Lexalytics provides two ways to recognize entities. We find them out of the box by ourselves, and you can also import your own dictionary of entities for us to find. Perhaps you have a list of SKUs you need to track, or you want to recognize hotel amenities (swimming pool, front desk and so on) as entities. You can import these, and you can use our query syntax (AND, OR, NOT, NEAR, WITH) to define them.
We also support normalization. This is something done to roll variations of entities together. For instance, companies are sometimes mentioned by their full legal name (Cisco Systems, Inc), sometimes by their bare name (Cisco) and sometimes by something else entirely, like their stock ticker symbol (CSCO). For reporting purposes, you want all of these to be treated as the same entity - its not really relevant if someone used the stock ticker vs the name.
Finally, you can label an entity as a different type if you so choose.

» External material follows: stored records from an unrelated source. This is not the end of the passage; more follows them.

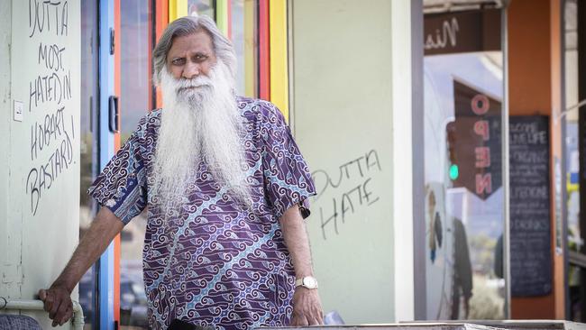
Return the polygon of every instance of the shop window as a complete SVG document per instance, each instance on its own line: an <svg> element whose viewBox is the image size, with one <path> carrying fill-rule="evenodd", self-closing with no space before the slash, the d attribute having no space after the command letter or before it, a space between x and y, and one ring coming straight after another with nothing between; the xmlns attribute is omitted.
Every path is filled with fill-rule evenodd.
<svg viewBox="0 0 586 330"><path fill-rule="evenodd" d="M441 3L425 6L426 317L504 318L501 9Z"/></svg>

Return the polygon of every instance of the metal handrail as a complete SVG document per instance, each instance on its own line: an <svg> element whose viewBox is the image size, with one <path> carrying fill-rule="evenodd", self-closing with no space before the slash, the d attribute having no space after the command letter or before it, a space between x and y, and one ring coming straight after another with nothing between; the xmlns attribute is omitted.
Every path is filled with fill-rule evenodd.
<svg viewBox="0 0 586 330"><path fill-rule="evenodd" d="M0 297L0 310L37 310L44 311L42 300L6 299ZM84 311L78 302L73 301L73 328L84 328Z"/></svg>

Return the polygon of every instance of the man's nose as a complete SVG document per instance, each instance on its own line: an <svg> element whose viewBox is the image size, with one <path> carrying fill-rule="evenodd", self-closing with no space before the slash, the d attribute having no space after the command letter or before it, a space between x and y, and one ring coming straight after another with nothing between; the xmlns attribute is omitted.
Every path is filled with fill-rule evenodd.
<svg viewBox="0 0 586 330"><path fill-rule="evenodd" d="M185 69L183 69L183 78L192 79L199 76L199 64L189 61L185 65Z"/></svg>

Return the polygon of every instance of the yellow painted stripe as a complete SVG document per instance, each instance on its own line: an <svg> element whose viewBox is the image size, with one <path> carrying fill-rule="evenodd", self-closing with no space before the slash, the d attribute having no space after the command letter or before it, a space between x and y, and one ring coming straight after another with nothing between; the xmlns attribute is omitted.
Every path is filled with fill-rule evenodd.
<svg viewBox="0 0 586 330"><path fill-rule="evenodd" d="M216 0L215 1L215 23L218 29L225 35L228 36L228 1L229 0Z"/></svg>
<svg viewBox="0 0 586 330"><path fill-rule="evenodd" d="M254 15L256 14L255 0L244 0L244 94L250 97L257 97L254 56Z"/></svg>
<svg viewBox="0 0 586 330"><path fill-rule="evenodd" d="M257 97L254 69L254 0L244 0L244 95Z"/></svg>
<svg viewBox="0 0 586 330"><path fill-rule="evenodd" d="M169 0L169 22L188 15L188 0Z"/></svg>
<svg viewBox="0 0 586 330"><path fill-rule="evenodd" d="M287 0L270 0L270 102L288 121L288 71L287 52Z"/></svg>

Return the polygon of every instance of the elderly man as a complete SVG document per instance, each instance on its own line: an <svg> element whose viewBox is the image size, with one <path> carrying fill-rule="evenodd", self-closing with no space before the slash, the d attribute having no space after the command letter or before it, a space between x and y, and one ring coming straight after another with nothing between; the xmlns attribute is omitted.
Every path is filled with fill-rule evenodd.
<svg viewBox="0 0 586 330"><path fill-rule="evenodd" d="M89 188L102 207L39 292L53 325L71 316L73 288L146 206L151 327L321 324L303 222L315 188L282 115L234 96L233 46L206 16L171 23L153 58L163 108L141 120Z"/></svg>

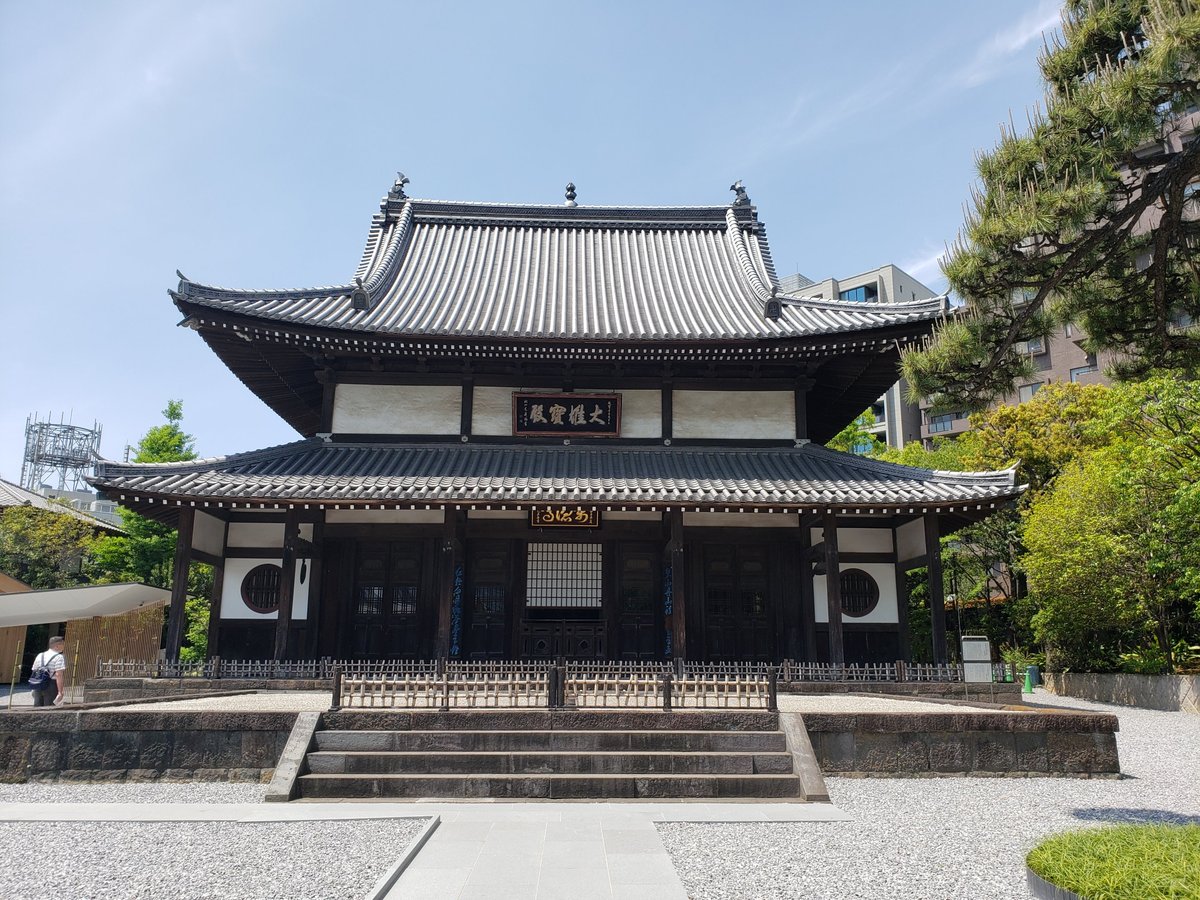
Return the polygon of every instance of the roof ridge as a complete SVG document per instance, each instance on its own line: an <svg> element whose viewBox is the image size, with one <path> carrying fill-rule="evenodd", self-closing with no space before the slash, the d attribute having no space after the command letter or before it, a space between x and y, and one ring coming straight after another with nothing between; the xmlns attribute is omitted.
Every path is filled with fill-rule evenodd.
<svg viewBox="0 0 1200 900"><path fill-rule="evenodd" d="M202 469L227 462L235 464L258 462L259 460L269 460L272 456L280 456L286 450L301 448L306 444L312 446L323 446L325 445L325 442L320 438L301 438L300 440L289 440L286 444L274 444L271 446L259 448L258 450L246 450L240 454L205 456L197 460L176 460L174 462L119 462L116 460L97 460L96 474L94 475L94 479L101 480L108 475L122 474L125 472L199 472ZM89 479L89 481L91 480L92 479Z"/></svg>
<svg viewBox="0 0 1200 900"><path fill-rule="evenodd" d="M823 446L821 444L811 444L811 443L804 444L799 449L808 450L809 452L817 455L835 456L839 460L844 460L846 462L852 461L853 464L857 464L858 467L869 470L886 472L888 474L896 474L898 472L902 473L906 470L907 472L916 470L930 475L931 478L935 478L940 481L958 481L962 479L967 481L985 481L988 479L997 479L998 476L1006 476L1007 480L1015 484L1015 475L1016 475L1015 466L1010 466L1007 469L992 469L985 472L954 472L950 469L926 469L923 466L906 466L905 463L901 462L888 462L887 460L874 460L870 456L847 454L842 450L830 450L829 448Z"/></svg>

Instead of using a type of "company" for your competitors, perhaps you want to label them all as "competitors" instead so you can easily find all competitors in your report.
Entity names are returned to you in the output, along with their type, their label, the normalized form, whether they were found by us or defined by you, their sentiment, themes, and the number of times they were mentioned. Sometimes multiple mentions of an entity are found and linked together. This happens a lot for people - the first mention might be President Barack Obama, but the second mention is just Obama, and the third is the pronoun "he." We link those together and report the longest mention - President Barack Obama - as the name of the entity, along with three mentions. By default we don't report each individual mention back to you in Semantria, but that can be enabled if desired.